Both research scientists were guided by the expertise of Dave Carlson to publish their research as soon as possible, even if incomplete. The first manuscript was published in August 15 issue of “Applied Physics Letters.” Their next paper was published three years later. Their conclusion was that a localized defect undergoes a metastable change while trapping or acting as a center for recombining photo-generated charge carriers in extended states.
“Through all of the last 20 years, cell and module performance has continually improved to the point where it is a successful product, and with a growing market. Perhaps this is the best of all possible world: a continuing market for a-Si:H(amorphous silicon) cells, and thus a continuing interest in improving them and funding to help do it. Who could ask for more?”

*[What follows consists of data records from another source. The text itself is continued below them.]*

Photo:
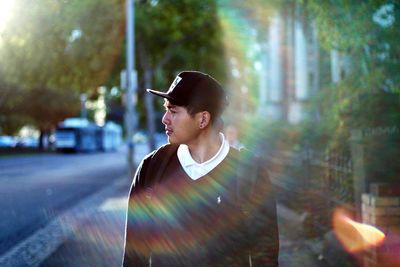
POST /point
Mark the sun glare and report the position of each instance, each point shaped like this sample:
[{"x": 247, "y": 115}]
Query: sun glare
[
  {"x": 6, "y": 10},
  {"x": 353, "y": 235}
]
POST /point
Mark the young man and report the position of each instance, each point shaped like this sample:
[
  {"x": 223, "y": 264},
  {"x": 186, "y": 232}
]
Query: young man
[{"x": 197, "y": 201}]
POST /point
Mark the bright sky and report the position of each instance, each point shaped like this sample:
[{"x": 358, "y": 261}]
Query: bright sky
[{"x": 6, "y": 9}]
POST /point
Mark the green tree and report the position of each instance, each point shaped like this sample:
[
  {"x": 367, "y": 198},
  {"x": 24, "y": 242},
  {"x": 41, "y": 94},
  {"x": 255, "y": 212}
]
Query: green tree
[{"x": 52, "y": 51}]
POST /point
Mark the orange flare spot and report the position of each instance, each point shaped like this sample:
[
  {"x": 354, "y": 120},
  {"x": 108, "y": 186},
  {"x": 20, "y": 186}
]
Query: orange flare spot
[{"x": 355, "y": 236}]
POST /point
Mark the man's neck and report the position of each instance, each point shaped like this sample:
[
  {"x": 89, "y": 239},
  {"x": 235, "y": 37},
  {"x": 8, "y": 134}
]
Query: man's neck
[{"x": 206, "y": 146}]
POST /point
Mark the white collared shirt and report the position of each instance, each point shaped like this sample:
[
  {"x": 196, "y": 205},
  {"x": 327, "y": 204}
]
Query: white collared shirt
[{"x": 196, "y": 170}]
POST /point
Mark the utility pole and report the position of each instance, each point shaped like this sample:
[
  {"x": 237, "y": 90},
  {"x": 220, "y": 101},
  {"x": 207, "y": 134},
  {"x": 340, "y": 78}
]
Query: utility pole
[{"x": 131, "y": 78}]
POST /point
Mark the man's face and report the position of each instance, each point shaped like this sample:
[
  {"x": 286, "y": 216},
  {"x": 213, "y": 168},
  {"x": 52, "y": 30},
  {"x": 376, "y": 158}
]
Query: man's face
[{"x": 180, "y": 127}]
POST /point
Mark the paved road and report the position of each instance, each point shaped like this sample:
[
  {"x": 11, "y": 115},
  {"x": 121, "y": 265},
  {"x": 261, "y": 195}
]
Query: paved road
[{"x": 34, "y": 189}]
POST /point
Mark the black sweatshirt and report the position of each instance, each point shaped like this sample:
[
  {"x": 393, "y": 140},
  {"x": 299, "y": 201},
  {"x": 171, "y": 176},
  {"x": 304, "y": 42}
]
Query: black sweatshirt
[{"x": 216, "y": 220}]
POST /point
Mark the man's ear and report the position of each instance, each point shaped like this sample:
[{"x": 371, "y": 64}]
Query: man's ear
[{"x": 204, "y": 119}]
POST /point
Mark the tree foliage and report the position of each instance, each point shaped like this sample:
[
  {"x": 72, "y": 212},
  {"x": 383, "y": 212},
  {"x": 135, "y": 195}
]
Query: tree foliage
[{"x": 51, "y": 51}]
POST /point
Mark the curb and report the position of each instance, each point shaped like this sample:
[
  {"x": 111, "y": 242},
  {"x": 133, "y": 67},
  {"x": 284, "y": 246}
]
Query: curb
[{"x": 37, "y": 247}]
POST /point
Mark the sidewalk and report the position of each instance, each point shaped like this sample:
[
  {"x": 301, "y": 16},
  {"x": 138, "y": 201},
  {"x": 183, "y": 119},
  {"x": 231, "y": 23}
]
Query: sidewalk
[{"x": 98, "y": 240}]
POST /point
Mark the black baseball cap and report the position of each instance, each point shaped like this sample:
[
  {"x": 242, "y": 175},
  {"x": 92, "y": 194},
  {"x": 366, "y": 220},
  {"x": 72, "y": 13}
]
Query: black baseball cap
[{"x": 194, "y": 88}]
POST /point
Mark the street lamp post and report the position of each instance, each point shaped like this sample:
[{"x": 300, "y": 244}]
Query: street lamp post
[{"x": 131, "y": 78}]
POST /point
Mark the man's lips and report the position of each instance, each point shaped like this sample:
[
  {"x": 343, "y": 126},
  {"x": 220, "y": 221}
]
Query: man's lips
[{"x": 168, "y": 131}]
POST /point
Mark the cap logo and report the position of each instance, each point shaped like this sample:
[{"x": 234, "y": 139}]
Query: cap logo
[{"x": 174, "y": 83}]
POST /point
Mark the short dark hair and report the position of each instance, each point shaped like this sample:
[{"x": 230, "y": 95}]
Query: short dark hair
[{"x": 197, "y": 92}]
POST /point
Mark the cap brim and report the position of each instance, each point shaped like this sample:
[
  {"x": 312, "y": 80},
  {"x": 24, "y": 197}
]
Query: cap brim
[
  {"x": 162, "y": 94},
  {"x": 158, "y": 93}
]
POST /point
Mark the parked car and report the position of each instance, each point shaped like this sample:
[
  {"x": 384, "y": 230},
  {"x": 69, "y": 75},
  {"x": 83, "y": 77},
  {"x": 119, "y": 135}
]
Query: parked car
[
  {"x": 7, "y": 141},
  {"x": 27, "y": 142}
]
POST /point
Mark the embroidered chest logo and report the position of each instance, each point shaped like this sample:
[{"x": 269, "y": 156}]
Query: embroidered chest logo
[{"x": 174, "y": 83}]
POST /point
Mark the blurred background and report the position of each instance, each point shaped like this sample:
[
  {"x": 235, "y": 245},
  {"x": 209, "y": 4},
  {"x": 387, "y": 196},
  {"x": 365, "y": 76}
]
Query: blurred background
[{"x": 314, "y": 91}]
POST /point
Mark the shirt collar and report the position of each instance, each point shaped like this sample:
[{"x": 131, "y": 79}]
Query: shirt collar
[{"x": 187, "y": 160}]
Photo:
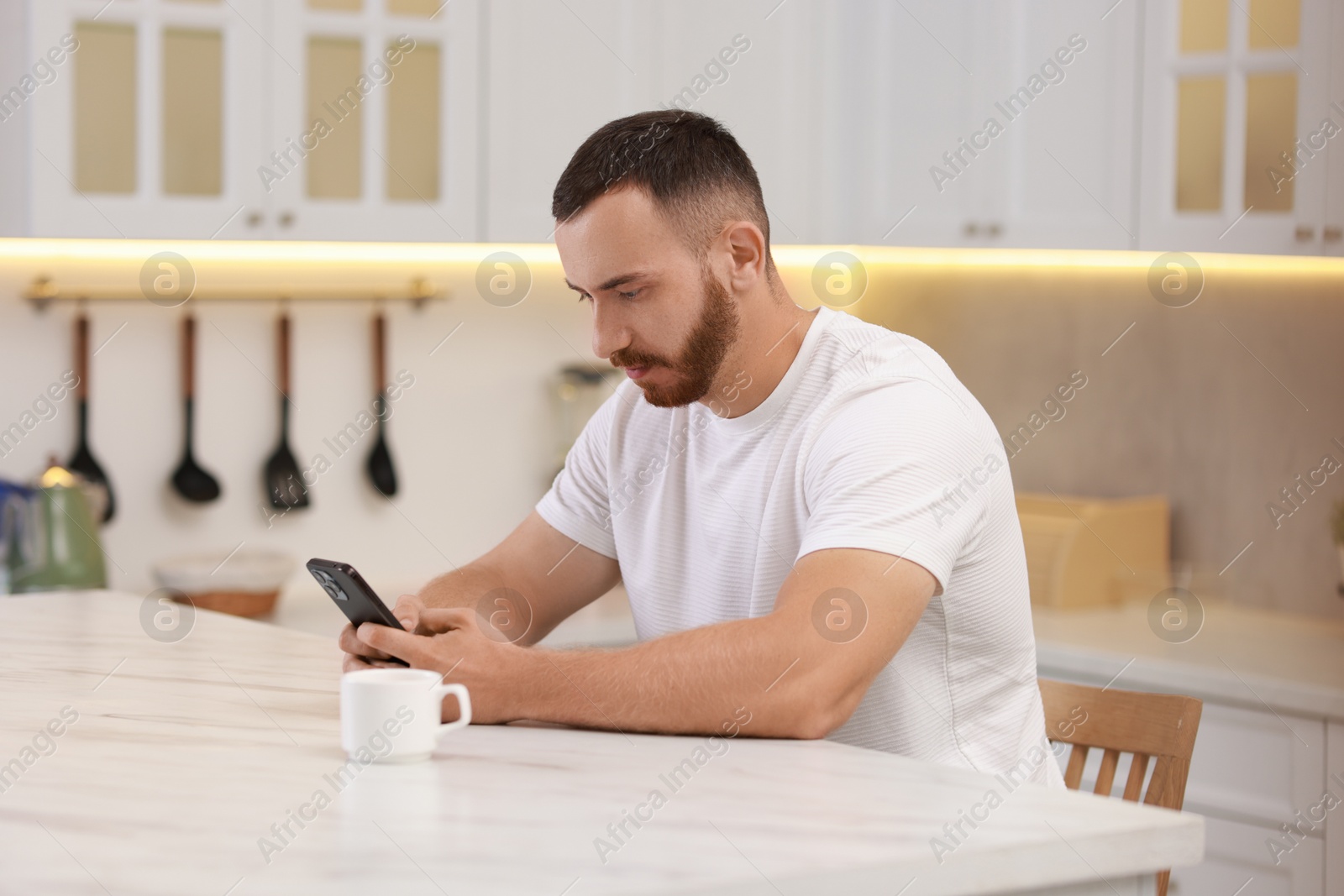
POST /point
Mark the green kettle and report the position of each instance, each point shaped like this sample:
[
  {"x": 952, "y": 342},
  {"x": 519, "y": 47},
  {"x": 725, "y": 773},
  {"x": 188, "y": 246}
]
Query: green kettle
[{"x": 54, "y": 537}]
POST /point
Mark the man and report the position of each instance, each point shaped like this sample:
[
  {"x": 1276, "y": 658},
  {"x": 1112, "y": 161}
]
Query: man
[{"x": 813, "y": 519}]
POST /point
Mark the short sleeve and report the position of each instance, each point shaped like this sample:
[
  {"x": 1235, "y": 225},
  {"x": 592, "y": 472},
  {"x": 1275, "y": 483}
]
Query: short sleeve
[
  {"x": 577, "y": 504},
  {"x": 902, "y": 469}
]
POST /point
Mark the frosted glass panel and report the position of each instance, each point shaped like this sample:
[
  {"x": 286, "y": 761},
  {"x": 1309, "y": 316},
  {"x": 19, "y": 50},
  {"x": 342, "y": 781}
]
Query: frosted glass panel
[
  {"x": 1274, "y": 23},
  {"x": 105, "y": 107},
  {"x": 1270, "y": 132},
  {"x": 416, "y": 7},
  {"x": 1203, "y": 26},
  {"x": 336, "y": 114},
  {"x": 192, "y": 120},
  {"x": 413, "y": 117},
  {"x": 1200, "y": 107}
]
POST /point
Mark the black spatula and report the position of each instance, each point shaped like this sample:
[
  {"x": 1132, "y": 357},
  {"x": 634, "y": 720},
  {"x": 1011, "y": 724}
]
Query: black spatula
[
  {"x": 82, "y": 461},
  {"x": 381, "y": 470},
  {"x": 188, "y": 479},
  {"x": 284, "y": 479}
]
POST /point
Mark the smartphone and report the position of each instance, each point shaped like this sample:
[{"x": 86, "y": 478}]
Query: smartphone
[{"x": 349, "y": 590}]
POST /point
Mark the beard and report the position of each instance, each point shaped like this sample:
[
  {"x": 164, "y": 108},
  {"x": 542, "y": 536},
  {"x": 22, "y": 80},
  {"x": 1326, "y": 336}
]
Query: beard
[{"x": 698, "y": 364}]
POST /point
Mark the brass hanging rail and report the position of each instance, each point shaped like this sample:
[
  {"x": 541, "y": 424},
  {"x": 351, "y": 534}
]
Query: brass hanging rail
[{"x": 44, "y": 291}]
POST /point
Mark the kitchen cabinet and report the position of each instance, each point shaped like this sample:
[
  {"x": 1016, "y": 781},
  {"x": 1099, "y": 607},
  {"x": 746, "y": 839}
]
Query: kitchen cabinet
[
  {"x": 1332, "y": 234},
  {"x": 199, "y": 120},
  {"x": 1234, "y": 155},
  {"x": 1035, "y": 147},
  {"x": 386, "y": 94},
  {"x": 148, "y": 121},
  {"x": 869, "y": 121}
]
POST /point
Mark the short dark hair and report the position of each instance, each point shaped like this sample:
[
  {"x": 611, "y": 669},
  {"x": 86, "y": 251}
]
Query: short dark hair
[{"x": 690, "y": 164}]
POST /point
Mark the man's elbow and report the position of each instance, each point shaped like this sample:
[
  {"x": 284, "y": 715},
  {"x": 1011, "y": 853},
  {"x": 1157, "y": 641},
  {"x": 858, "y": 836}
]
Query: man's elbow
[{"x": 816, "y": 718}]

David Staebler’s question from 25 years ago left the door open for even more development into the solar industry and markets for today and the future. A team of scientists shared their work efforts and continued working from new ideas, and measurable observations.
Christopher Wronski, Professor Emeritus-Penn State University, died in 2017. David Carlson PHD- Rutgers University, died on October 15, 2019. David Staebler, PHD Princeton University, is living in the Susquehanna Valley, in fact, not very far from the Harrisburg campus. According to Google scholar, the Staebler/Wronski Effect research paper from 1977 is still being cited by scientists and electrical engineers in ongoing research into 2024.
The successive research and work efforts of these three scientists contributed to further development of the solar industry from earlier research of glow discharge deposition processes that had already been accomplished previously by earlier research scientists. Successive work efforts by many scientists working independently or in teams shared different research and communicated with one another in meetings, and on the internet. Over just a 50 year period a totally new product developed further into the global solar industry.
A little bit more than something funny was, and is still going on. Instructors and students from
Penn State University have contributed and continue to contribute to science and industry.
That kind of work effort is a continuing day-by-day real successful process, even with the up-and-down days.